Самурайское искусство меча, зародившееся приблизительно в X–XI вв., весьма существенно отличалось как от всех европейских способов использования меча, сабли, шашки, палаша, рапиры, шпаги, эспадрона, так и от китайского фехтования на больших мечах. В кэн-дзюцу сравнительно немного исключительно «фехтовальных» элементов в привычном европейском понимании. Как правило, боец, заняв исходную позицию с поднятым мечом, выжидал, когда у противника сдадут нервы и он «откроется». Тут же следовал решающий удар (или серия ударов), чаще всего приводивший к смерти противника. Такое ведение поединка оставалось практически неизменным для всех 1700 школ кэн-дзюцу, а позже кэн-до. Меч было принято держать двумя руками, однако его масса допускала и манипулирование одной рукой. Многие школы практиковали фехтование двумя мечами одновременно — большим и малым.
Отношение противников друг к другу во время поединка также соответствовало традиционному восточному мировоззрению — мастер боевых искусств сражается не для того, чтобы приобрести или потерять, не озабочен силой или слабостью, не делает ни одного шага вперед и не отступает ни на шаг назад. Враг не видит его.
Безупречный воин пользуется мечом, но не убивает других. Меч ему необходим для того, чтобы возвращать другим жизнь. Когда нужно убить, он убивает. Когда нужно возвращать к жизни, он возвращает к жизни.

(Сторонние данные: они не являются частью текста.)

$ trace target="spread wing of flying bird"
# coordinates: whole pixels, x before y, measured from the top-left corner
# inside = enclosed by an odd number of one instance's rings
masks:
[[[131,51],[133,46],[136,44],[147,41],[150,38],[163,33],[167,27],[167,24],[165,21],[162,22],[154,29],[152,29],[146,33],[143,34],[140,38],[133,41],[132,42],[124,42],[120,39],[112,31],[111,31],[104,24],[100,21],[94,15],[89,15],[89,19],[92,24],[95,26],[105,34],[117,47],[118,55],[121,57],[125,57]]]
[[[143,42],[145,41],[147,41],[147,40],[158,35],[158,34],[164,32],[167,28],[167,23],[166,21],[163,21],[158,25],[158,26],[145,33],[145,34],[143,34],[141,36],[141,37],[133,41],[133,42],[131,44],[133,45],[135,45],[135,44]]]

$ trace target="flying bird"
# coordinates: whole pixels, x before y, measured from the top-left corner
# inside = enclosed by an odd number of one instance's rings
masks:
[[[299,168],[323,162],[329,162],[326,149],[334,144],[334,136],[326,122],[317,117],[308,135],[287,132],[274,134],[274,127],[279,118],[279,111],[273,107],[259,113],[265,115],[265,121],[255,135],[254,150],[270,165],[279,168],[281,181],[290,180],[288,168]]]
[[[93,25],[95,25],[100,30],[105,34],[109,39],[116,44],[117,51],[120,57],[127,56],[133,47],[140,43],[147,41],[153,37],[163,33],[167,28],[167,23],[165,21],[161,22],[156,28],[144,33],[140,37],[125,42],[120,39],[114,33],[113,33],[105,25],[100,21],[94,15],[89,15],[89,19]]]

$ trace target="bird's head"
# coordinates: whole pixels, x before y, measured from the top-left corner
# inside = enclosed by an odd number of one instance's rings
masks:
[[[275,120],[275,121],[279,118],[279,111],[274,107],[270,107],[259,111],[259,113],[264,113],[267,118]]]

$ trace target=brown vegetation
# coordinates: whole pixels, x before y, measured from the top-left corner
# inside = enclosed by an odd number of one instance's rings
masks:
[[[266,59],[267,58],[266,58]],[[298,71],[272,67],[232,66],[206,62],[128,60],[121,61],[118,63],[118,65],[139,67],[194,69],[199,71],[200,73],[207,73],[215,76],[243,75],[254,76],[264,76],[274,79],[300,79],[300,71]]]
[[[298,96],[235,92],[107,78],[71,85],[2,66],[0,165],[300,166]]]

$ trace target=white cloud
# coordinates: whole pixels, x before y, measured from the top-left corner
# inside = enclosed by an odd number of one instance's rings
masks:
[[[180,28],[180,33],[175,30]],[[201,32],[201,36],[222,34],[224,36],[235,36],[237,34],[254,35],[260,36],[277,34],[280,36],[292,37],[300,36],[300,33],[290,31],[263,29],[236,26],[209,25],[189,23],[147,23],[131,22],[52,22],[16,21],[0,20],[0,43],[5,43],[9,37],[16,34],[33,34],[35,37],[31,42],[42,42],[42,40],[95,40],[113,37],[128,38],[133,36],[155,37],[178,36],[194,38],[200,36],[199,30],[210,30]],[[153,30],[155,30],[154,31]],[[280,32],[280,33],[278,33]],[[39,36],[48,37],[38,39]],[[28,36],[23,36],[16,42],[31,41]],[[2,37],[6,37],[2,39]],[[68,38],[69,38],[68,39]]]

Вы желаете достичь этого? В таком случае, идя, стоя, сидя и лежа, разговаривая и сохраняя молчание, во время чайной церемонии и рисовой трапезы, ваша тренировка должна продолжаться, вы должны быстро намечать цель и внимательно следить за любым её приближением или удалением. Так вам следует смотреть прямо в суть вещей. По мере того, как будут проходить месяцы и годы, вам покажется, что свет постепенно зажигается во тьме. Вы постигнете мудрость без учителя и безо всяких усилий откроете в себе таинственный дар. При этом вы останетесь в пределах обычного, и вместе с тем выйдете за них.